Convenção de solidariedade debate integração da AL

A necessária integração latino-americana e caribenha foi destaque nos debates da 20ª Convenção Nacional de Solidariedade a Cuba, realizada em Salvador, Bahia, entre a quinta-feira e o sábado (26).

A união da região foi abordada pelos embaixadores de Cuba e da Venezuela no Brasil, Carlos Zamora, e Maximilien Sánchez respectivamente, a vice-coordenadora do Grupo Parlamentar Brasil-Cuba, senadora Lídice da Mata, e a presidenta do Conselho Mundial da Paz, Socorro Gomes.

Eles participaram da mesa redonda A integracón latino-americana e caribenha, a amizade entre esses povos e sua importância para o desenvolvimento econômico e o avanço da Revolução socialista em Cuba. O diplomata cubano ressaltou que a ideia da integração regional vem do pensamento latino-americanista de grandes lutadores pela independência, como o Libertador Simon Bolívar e o Herói Nacional cubano, José Martí, contra o panamericanismo dos Estados Unidos.

Esse pensamento, destacou, cristalizou-se na criação da Comunidade de Estados Latino-americanos e Caribenhos (Celac), em Caracas, Venezuela, em dezembro de 2011.

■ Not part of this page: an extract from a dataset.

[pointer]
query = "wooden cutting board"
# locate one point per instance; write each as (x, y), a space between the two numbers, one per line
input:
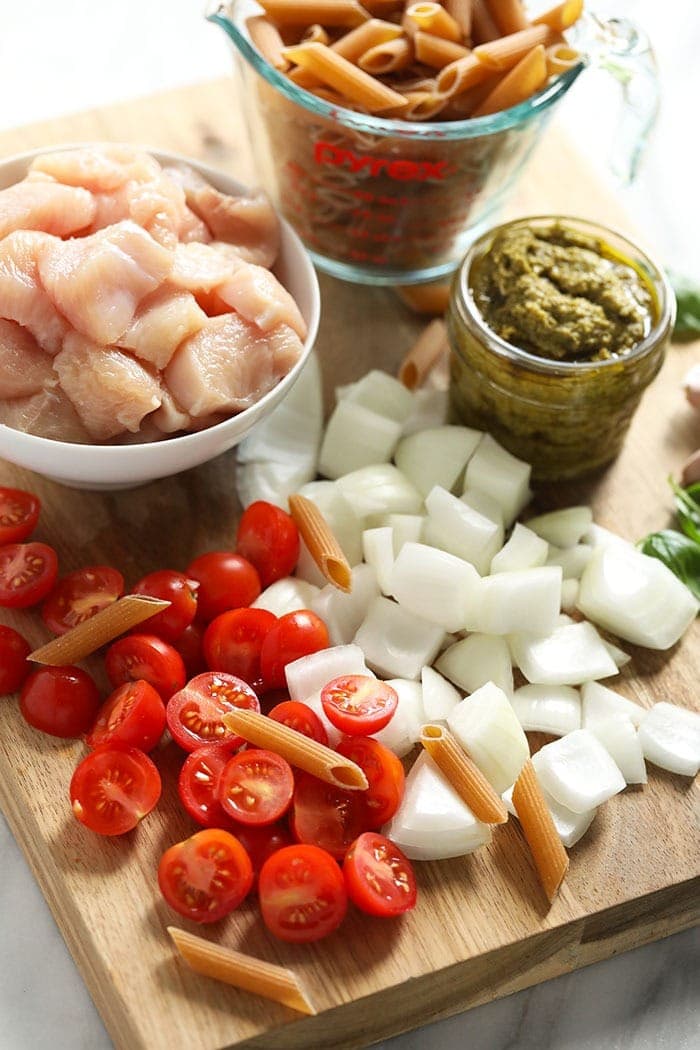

Segundo ele, o que se requer é desmontar de uma vez para sempre todos os mecanismos de dominação imperial que compõem hoje o sistema interamericano.

Por sua parte, Sánchez ressaltou que as novas concepções do que é a integração estão refletidas no convênio firmado entre a Venezuela e Cuba para a realização de programas conjuntos em benefício dos dois países.

Igualmente, con a destruição da Área de Livre Comércio das Américas, que Washington pretendia impor às nações latino-americanas e caribenhas e sua substituição pela Aliança Bolivariana para os Povos de Nossa América, com seus programas não só econômicos mas também sociais em favor dos estados membros.

Como exemplos, mencionou entre outros, os programas Operação Milagre, as campanhas de alfabetização e a formação profissional de jovens dessas nações, principalmente como médicos.

A senadora Lídice da Matta disse que o Brasil tem dado sua contribuição à integração econômica e ao fortalecimento das relações com Cuba.

Para ela, isso ajuda a quebrar o bloqueio dos Estados Unidos à Ilha, o que pode ser feito também pela solidariedade e a cooperação econômica que os países da região podem oferecer a Cuba.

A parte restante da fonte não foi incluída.